Regulation of solvation structure and the cooperation environment of potassium bonds for wider‐temperature adaptive potassium storage

Abstract Antimony selenide (Sb 2 Se 3 ) is one of the perspective candidates for potassium‐ion batteries due to its advanced virtues stem including featured high capacity, fertile reserves and the relative narrow band gap. Despite the unique advantages, it is still plagued by the unstable interface compatibility and poor wider‐temperature adaptability. The optimization of microstructure and the construction of inorganic‐organic hybrids with a low desolvation barrier and rapid kinetics behaviors are efficient to address these issues.

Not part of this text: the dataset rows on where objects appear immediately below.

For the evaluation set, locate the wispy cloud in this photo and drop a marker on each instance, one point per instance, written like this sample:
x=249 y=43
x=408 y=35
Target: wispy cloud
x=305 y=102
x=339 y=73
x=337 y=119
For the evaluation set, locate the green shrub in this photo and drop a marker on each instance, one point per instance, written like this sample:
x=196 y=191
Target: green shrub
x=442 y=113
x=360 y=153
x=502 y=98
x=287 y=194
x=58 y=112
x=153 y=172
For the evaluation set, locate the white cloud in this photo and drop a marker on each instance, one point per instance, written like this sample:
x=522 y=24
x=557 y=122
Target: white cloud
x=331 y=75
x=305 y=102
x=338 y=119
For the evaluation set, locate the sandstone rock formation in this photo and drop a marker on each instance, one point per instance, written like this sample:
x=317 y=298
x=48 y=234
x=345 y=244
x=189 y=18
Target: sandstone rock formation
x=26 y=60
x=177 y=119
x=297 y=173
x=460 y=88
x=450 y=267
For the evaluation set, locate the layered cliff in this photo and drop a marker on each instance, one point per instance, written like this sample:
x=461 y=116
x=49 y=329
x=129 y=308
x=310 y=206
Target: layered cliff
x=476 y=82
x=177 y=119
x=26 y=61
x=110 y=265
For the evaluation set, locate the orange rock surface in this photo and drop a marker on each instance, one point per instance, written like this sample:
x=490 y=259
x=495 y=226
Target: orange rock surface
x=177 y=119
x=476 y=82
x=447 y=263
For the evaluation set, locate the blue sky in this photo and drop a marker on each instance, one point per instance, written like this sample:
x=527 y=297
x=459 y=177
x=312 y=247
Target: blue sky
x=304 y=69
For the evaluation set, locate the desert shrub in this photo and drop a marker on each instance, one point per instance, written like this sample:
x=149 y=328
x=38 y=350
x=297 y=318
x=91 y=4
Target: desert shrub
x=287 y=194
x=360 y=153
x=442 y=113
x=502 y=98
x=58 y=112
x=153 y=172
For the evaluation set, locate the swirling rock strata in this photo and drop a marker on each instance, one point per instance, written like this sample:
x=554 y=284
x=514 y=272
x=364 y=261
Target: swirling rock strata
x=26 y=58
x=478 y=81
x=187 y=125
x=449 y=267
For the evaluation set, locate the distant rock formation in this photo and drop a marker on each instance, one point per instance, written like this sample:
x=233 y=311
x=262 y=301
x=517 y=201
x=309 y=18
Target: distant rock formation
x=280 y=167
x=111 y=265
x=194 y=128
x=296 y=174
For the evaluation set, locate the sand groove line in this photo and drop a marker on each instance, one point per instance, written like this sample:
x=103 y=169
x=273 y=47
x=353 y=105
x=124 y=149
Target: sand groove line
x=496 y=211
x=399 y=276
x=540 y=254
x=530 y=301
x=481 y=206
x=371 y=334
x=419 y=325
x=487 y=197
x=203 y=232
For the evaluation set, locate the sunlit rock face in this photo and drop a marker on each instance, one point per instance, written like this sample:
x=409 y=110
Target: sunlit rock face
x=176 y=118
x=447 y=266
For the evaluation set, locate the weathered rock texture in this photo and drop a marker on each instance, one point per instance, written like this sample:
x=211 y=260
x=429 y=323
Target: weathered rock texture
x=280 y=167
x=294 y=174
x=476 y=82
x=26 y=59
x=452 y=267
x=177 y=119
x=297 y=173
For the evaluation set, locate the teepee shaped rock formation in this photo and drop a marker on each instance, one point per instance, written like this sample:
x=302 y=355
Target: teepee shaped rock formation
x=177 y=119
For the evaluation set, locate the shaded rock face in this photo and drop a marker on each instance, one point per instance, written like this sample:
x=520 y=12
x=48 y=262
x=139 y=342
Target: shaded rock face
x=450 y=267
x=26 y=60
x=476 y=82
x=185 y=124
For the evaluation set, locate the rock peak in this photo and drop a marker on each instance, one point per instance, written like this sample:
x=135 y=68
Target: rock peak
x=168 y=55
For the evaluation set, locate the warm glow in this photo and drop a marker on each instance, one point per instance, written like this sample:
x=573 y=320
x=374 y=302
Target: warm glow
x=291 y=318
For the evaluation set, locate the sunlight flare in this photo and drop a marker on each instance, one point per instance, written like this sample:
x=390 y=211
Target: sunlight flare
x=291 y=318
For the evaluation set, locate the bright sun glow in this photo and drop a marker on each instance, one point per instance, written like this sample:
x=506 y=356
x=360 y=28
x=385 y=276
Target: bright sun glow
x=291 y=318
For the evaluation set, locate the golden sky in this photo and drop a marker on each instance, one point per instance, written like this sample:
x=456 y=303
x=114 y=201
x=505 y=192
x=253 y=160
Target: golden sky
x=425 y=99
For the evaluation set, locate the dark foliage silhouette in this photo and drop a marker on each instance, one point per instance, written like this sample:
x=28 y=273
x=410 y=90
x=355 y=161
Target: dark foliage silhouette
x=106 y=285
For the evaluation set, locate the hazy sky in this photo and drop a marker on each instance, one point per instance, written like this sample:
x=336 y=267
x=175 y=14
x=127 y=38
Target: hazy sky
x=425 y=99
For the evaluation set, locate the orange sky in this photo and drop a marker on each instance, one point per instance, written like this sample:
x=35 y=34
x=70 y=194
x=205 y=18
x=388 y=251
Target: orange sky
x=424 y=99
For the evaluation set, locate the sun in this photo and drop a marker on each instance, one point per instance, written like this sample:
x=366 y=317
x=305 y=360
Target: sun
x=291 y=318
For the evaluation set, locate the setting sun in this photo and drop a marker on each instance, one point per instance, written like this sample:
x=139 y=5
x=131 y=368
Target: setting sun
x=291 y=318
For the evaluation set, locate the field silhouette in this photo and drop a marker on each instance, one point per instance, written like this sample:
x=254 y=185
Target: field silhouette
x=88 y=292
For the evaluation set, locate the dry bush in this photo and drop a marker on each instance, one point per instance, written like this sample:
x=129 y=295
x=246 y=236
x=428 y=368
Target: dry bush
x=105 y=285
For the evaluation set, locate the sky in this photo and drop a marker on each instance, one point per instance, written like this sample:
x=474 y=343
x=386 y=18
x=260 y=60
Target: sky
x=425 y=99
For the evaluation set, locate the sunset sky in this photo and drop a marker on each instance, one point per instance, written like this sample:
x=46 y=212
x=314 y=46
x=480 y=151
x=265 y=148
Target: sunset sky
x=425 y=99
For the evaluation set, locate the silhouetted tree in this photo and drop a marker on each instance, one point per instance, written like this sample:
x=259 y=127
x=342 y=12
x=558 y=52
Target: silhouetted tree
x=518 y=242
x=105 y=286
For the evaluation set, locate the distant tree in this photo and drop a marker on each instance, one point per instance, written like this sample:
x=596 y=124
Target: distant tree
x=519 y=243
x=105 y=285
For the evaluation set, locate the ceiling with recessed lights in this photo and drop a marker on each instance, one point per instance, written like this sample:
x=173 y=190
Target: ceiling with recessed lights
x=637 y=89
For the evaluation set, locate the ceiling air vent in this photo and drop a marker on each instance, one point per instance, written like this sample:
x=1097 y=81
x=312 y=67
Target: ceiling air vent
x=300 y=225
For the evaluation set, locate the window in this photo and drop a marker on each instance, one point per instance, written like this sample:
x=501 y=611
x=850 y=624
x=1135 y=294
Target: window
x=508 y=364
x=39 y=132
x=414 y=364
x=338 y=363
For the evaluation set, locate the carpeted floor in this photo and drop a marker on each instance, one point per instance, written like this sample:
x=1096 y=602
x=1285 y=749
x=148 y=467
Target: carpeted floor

The Sb 2 Se 3 nanorods enclosed by the S‐doped carbon layer (SC), further crosslinked by the poly( N ‐isopropylacrylamide) (PM) film (PM@Sb 2 Se 3 @SC), were artificially fabricated, and it displays the enrichment ion aggregated model as well as contacted ion pair state, the well‐tailored cooperation environment of potassium bonds, assuring a homogeneous potassium deposition and an excellent wider‐temperature adaptability. The complicated experimental studies and theoretical calculations authenticate the synergistic effects of geometric conformation and compositional design for the tremendously enhanced potassium storage. Moreover, the full device over PM@Sb 2 Se 3 @SC anode and the potassium Prussian blue cathode manifests impressively durable cycling life and wider‐temperature adaptability, verifying the glorious contribution from the finely manipulation in solvation structure and potassium bonds to enhancing the potassium storage behaviors.